Jarod Wilson wrote:
While its a slightly insane to bypass the key1 == key2 ||
key2 == key3 check in triple-des, since it reduces it to the
same strength as des, some folks do need to do this from time
to time for backwards compatibility with des.

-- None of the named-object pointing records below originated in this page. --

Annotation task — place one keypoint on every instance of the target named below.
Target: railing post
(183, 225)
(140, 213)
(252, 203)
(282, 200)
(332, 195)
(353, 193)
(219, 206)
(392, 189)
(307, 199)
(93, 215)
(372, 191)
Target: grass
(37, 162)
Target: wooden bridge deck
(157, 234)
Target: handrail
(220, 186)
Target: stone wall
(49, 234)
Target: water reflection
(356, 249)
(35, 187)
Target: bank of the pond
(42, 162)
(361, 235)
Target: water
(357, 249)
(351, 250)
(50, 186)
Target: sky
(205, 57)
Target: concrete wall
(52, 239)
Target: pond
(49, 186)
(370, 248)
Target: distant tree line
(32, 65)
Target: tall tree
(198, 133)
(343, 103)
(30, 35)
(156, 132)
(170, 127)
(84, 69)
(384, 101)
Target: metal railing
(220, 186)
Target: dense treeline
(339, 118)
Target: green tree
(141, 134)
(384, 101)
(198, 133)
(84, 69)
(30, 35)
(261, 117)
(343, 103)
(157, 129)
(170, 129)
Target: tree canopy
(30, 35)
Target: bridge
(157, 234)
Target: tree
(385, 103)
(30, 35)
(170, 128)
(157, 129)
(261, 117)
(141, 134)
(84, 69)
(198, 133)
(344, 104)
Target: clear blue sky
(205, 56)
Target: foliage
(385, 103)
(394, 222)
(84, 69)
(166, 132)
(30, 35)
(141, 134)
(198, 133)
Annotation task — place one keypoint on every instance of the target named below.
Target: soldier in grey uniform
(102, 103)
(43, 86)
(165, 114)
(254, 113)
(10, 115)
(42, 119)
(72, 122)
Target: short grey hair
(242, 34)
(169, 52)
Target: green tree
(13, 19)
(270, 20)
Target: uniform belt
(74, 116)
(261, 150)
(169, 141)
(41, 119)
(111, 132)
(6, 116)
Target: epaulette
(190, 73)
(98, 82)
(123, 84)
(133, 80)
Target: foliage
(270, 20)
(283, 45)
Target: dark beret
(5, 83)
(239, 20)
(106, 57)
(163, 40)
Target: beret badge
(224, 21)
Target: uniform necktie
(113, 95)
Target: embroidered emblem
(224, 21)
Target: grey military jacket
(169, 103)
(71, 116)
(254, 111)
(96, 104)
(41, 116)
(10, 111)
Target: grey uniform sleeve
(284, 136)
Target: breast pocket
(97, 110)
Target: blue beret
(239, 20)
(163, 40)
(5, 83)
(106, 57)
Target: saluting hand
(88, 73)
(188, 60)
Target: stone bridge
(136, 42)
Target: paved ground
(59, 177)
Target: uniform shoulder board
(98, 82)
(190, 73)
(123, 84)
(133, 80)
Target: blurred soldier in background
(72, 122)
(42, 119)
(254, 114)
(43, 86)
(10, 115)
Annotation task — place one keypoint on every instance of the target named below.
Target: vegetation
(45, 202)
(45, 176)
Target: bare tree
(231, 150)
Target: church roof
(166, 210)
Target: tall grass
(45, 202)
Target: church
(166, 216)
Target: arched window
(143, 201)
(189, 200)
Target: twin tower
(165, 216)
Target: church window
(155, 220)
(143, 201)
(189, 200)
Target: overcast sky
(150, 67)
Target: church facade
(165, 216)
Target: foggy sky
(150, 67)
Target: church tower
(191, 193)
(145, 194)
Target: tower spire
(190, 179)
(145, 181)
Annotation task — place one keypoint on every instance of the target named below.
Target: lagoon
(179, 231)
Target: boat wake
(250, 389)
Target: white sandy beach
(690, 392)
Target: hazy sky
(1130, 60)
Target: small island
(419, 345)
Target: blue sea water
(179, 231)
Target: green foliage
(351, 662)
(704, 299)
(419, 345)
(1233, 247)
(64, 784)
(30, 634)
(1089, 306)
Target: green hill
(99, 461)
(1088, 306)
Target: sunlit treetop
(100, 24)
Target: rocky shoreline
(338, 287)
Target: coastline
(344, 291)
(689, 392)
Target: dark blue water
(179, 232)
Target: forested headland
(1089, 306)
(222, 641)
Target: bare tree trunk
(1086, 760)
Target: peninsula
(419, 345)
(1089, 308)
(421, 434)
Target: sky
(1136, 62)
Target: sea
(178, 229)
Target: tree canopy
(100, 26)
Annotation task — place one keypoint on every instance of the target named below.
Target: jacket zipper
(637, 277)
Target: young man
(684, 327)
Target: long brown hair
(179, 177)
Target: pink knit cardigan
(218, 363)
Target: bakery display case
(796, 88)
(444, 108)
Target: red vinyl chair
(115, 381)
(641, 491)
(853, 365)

My own case is FIPS CAVS test vectors. Many triple-des test
vectors use a single key, replicated 3x. In order to get the
expected results, des3_ede_setkey() needs to honor the weak
key flag.
Also adds a warning when a weak key is rejected, otherwise,
you silently get back a bogus result.
Signed-off-by: Jarod Wilson <jarod@xxxxxxxxxx>
v2: make CRYPTO_TFM_REQ_WEAK_KEY flag usage consistent w/rest of crypto
subsystem, per comments from Herbert in Red Hat bugzilla #474394.
---
crypto/des_generic.c | 3 ++-
1 files changed, 2 insertions(+), 1 deletions(-)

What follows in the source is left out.